Friday, May 15, 2015: 11:30 AM-1:30 PM
Imperial Ballroom (Grand America Hotel)
L. Gabis1 and S. Shefer2, (1)PEDIATRICS, CHILD DEVELOPMENT CENTER, Rehovot, Israel, (2)Pediatrics, Child Dev Center, Ramat Gan, Israel
Background:     Significant global developmental delay (GD) as assed below age three,  is considered a preliminary marker of intellectual disability (ID). However, the trajectory of the gap may be different in children diagnosed of Autism Spectrum Disorder (ASD) as compared to children with delays without ASD diagnosis. 

Objectives: To evaluate to trajectory of developmental delay in children with ASD and in children with GD without ASD.

Specific aim: to compare developmental assessment tools to subsequently performed cognitive test results in a population with ASD as compared to GD children.  

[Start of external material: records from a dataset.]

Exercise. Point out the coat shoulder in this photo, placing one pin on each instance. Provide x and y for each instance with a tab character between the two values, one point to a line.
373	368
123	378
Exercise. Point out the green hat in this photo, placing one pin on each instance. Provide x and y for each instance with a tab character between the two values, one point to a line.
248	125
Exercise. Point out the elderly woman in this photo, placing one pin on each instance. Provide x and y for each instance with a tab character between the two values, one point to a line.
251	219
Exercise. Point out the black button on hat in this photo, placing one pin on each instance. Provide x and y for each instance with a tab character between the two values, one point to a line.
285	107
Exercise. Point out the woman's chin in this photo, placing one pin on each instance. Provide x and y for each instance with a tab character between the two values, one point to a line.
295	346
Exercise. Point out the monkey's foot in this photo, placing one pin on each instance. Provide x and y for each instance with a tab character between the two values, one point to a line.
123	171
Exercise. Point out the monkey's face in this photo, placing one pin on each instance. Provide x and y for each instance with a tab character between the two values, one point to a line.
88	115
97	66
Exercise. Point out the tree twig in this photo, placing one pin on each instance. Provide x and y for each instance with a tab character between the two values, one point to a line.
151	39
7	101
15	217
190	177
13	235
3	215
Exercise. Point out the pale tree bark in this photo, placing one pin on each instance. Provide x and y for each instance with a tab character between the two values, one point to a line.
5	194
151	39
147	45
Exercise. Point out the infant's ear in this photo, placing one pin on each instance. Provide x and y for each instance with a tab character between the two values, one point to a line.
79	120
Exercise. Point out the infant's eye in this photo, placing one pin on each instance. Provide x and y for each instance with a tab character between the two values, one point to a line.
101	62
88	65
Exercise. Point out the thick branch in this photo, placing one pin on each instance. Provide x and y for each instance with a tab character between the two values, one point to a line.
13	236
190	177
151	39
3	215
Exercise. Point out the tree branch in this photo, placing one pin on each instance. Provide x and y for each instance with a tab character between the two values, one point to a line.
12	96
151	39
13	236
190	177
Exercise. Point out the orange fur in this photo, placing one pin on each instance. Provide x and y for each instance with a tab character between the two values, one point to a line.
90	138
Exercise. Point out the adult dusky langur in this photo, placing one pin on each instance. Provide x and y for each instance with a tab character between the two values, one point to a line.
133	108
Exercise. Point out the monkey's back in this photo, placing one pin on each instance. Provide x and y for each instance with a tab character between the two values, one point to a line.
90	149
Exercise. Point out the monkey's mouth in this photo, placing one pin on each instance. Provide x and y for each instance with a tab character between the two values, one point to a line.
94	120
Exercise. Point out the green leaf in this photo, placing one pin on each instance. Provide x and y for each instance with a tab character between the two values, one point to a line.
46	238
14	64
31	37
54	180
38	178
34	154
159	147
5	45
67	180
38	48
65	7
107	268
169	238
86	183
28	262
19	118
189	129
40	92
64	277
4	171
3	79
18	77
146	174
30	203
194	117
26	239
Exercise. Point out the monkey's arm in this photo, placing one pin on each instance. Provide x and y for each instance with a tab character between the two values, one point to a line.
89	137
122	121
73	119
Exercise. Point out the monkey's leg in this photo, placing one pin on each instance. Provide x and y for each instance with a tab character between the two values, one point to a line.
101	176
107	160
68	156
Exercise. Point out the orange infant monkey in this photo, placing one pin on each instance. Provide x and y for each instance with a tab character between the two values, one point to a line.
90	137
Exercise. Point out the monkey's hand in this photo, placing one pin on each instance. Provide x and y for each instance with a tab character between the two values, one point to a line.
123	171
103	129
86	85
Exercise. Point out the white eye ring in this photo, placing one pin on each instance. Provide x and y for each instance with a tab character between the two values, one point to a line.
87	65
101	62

Methods: Children (n=88) diagnosed with global developmental delay (delay of more than 2 SD in two or more areas of development), and assessed with Bayley 2 developmental test, were followed and reassessed after age four using cognitive tests (WIPPSI, Kaufman and WISC-R). They were divided in two groups according to definite diagnosis of ASD (n= 38, 26 males) or GD without ASD (n=50, 37 males).

Results: As expected, a positive correlation was found between lesser degree of developmental delay as measured by MDI and subsequent IQ, in both groups. From ASD group, 60.1% scored with significant delayed performance on developmental test and 66% from GD group without ASD were significantly delayed. Subsequently, on cognitive tests after age 4 years, 20% of the non-ASD GD group scored with an IQ less than 70 and 28.9% from ASD group scored with comorbid intellectual disability.

Conclusions: MDI score less that 65 on Bayley 2 performed before age 3 years, predicts lower IQ (less than 70), on subsequent cognitive assessments. However, developmental delay trajectory is more stable in ASD group than in globally delayed children.